The solution? Climbing webbing for multiple anchor points along my front deck, a couple of 2”x10”x16’ boards for a ramp (one of which broke), a couple of come-alongs for alternating winches, and three of us working away for about half an hour – one person winching, and two people keeping the piano on the ramp.

Now that the Heintzman is inside, life is once again wonderful and the planets are back in alignment, but I sort of miss noodling about on that magnificient wall of sound in the middle of the field in the Boreal forest.

Remember, folks, it isn’t just the weight – it’s where the weight is. An upright piano tips backwards very easily, and a grand on its side can tip either way easily. Winching one up some stairs is a recipe for disaster unless there are people available to keep the piano on track and upright. Once you have people beside or below the piano, you had better be certain that your anchor or winch or rigging will not break, for if it does, you may kill or maim your helpers.

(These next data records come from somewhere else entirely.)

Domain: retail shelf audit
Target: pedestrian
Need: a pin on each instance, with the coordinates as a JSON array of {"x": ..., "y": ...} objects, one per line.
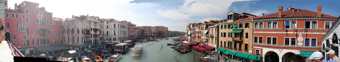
[
  {"x": 331, "y": 57},
  {"x": 5, "y": 51}
]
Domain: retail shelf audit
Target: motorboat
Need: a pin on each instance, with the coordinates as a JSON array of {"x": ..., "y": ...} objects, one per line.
[
  {"x": 137, "y": 51},
  {"x": 114, "y": 58}
]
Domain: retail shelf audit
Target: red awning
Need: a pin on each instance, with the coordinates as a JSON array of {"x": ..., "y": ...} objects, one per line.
[{"x": 202, "y": 48}]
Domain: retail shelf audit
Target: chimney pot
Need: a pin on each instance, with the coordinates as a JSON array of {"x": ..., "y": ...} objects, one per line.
[
  {"x": 319, "y": 10},
  {"x": 280, "y": 10}
]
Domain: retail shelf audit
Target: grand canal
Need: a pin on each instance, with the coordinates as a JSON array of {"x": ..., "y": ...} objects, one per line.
[{"x": 158, "y": 51}]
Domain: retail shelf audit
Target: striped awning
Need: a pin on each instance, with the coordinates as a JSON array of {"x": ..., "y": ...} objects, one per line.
[{"x": 15, "y": 51}]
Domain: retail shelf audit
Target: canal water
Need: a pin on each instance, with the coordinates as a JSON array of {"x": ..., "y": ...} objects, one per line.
[{"x": 158, "y": 51}]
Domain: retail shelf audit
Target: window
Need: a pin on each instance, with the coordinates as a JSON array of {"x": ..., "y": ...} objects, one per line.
[
  {"x": 246, "y": 47},
  {"x": 229, "y": 34},
  {"x": 240, "y": 25},
  {"x": 328, "y": 24},
  {"x": 229, "y": 26},
  {"x": 246, "y": 35},
  {"x": 257, "y": 52},
  {"x": 271, "y": 40},
  {"x": 261, "y": 25},
  {"x": 287, "y": 41},
  {"x": 310, "y": 24},
  {"x": 293, "y": 41},
  {"x": 255, "y": 39},
  {"x": 225, "y": 26},
  {"x": 290, "y": 24},
  {"x": 247, "y": 25},
  {"x": 272, "y": 24},
  {"x": 307, "y": 42},
  {"x": 290, "y": 41},
  {"x": 256, "y": 25},
  {"x": 221, "y": 26},
  {"x": 224, "y": 45},
  {"x": 224, "y": 34},
  {"x": 260, "y": 39},
  {"x": 313, "y": 43},
  {"x": 310, "y": 42}
]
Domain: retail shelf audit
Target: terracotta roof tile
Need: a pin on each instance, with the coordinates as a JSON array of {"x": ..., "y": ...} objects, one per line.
[{"x": 293, "y": 12}]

A crew of compent piano movers (not just general movers, but dedicated piano movers) can do the job without the rigging, usually quickly and simply, so why not go with the pros?

Maybe Stan and Ollie could help.

Beaten by three posts. :wink:

Great minds, and all that jazz! :wink:

An argument for just shutting up and letting the experts do it the way they know how: Moving a piano is only “just a physics problem” if you don’t care how the piano and the staircase look afterwards. Beyond that, it’s years of learned technique.

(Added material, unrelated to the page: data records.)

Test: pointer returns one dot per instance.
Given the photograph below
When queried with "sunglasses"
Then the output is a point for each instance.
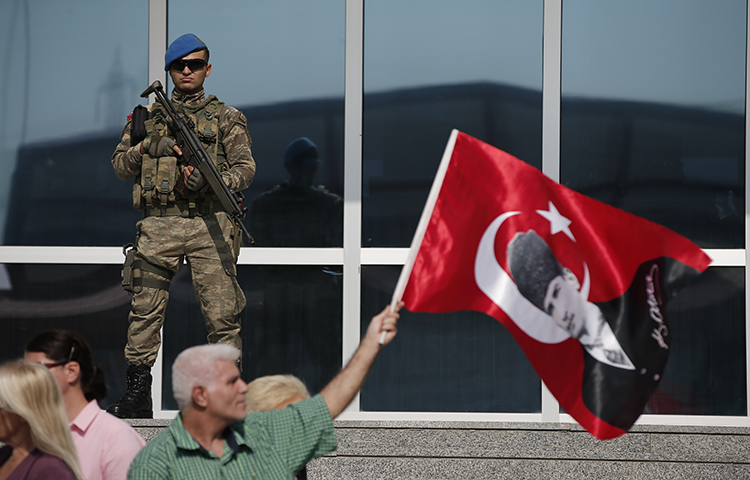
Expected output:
(193, 64)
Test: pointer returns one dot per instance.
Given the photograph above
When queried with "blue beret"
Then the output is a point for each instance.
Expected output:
(301, 152)
(185, 44)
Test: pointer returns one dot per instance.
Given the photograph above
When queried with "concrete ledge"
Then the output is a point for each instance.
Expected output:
(474, 450)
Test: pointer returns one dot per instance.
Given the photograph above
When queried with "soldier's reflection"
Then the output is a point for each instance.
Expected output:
(301, 331)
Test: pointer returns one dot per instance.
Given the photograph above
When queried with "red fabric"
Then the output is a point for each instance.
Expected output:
(480, 184)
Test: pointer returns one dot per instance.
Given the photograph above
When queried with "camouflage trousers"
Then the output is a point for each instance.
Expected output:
(166, 242)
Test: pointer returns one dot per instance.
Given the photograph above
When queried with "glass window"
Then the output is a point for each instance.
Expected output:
(706, 372)
(86, 299)
(70, 78)
(282, 64)
(291, 324)
(437, 65)
(653, 119)
(455, 362)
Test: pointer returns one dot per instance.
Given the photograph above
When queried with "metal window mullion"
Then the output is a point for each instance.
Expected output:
(353, 95)
(747, 209)
(157, 45)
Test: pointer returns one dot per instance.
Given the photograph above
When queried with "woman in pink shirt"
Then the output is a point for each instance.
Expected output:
(106, 445)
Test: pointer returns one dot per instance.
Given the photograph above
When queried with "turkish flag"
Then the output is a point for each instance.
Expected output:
(581, 285)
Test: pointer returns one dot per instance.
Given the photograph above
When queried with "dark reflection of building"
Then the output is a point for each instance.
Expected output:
(299, 325)
(679, 166)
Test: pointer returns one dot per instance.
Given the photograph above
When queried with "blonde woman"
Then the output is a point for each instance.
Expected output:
(274, 392)
(33, 426)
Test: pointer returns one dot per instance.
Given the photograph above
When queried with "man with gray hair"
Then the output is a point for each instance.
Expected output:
(213, 437)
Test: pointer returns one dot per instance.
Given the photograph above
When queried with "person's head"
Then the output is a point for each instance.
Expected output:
(301, 158)
(186, 60)
(274, 392)
(545, 283)
(206, 379)
(68, 357)
(30, 399)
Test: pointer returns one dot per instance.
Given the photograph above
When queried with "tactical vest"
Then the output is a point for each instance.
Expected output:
(154, 187)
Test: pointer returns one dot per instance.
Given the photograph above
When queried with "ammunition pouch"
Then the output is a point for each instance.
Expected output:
(154, 187)
(133, 280)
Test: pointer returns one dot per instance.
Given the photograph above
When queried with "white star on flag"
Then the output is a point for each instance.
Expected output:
(557, 222)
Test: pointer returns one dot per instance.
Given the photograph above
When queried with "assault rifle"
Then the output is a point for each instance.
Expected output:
(195, 154)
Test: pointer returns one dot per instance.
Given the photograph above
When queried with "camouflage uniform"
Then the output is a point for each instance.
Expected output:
(200, 232)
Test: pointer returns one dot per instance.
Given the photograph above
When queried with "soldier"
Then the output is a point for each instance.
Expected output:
(182, 217)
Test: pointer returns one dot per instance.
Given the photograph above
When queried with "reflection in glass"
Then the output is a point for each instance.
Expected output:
(455, 362)
(653, 118)
(298, 213)
(61, 112)
(291, 324)
(435, 66)
(706, 372)
(282, 65)
(87, 299)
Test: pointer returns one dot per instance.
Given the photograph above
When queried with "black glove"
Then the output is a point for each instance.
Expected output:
(157, 146)
(195, 181)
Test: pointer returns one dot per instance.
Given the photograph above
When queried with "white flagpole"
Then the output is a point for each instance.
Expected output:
(423, 222)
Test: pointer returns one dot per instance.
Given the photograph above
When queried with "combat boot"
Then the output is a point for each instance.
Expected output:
(136, 403)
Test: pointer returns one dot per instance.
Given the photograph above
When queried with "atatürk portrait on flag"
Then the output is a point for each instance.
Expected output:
(555, 290)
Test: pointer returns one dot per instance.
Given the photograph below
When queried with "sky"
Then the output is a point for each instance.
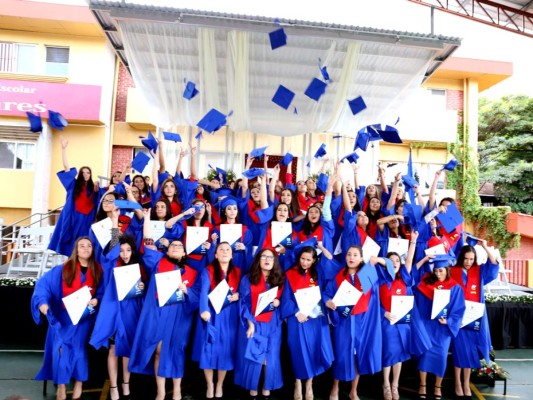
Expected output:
(478, 40)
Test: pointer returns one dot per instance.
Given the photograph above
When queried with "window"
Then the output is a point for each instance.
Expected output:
(17, 155)
(19, 58)
(57, 61)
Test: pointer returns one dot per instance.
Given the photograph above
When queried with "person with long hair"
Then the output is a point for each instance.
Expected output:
(472, 343)
(357, 331)
(440, 329)
(163, 333)
(80, 206)
(215, 337)
(65, 352)
(308, 334)
(260, 331)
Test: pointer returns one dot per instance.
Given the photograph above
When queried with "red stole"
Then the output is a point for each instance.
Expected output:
(299, 281)
(84, 203)
(473, 283)
(233, 278)
(256, 290)
(428, 290)
(397, 288)
(318, 233)
(76, 283)
(362, 304)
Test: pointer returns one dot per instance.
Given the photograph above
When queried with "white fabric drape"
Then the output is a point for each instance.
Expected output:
(237, 71)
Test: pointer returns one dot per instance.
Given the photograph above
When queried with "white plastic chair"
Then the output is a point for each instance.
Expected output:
(27, 255)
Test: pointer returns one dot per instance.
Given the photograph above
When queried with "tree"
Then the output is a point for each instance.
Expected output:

My guess is that their response will be something like, “thanks for the calculations, Poindexter, but this is a pretty routine job.” :smiley:

More then that, moving a piano is only a physics problem, “in a perfect condo,” where the piano is a cube, the center of gravity is in the center, once each person lifts the weight, the height their holding it dosen’t change, their muscles don’t fatigue, the corner of the carpet doesn’t trip them up, their shoe lace doesn’t come undone and they don’t have a homeowner with a better idea. A textbook physics problem, this is not.

They have professional piano movers for a reason.

Isn’t the way they think they can do it is what physics explains? Physics explains leverage, but leverage was done before anybody knew what physics or leverage meant. One doesn’t need to have taken any physics to understand how force, energy, and distance can work with each other to get results.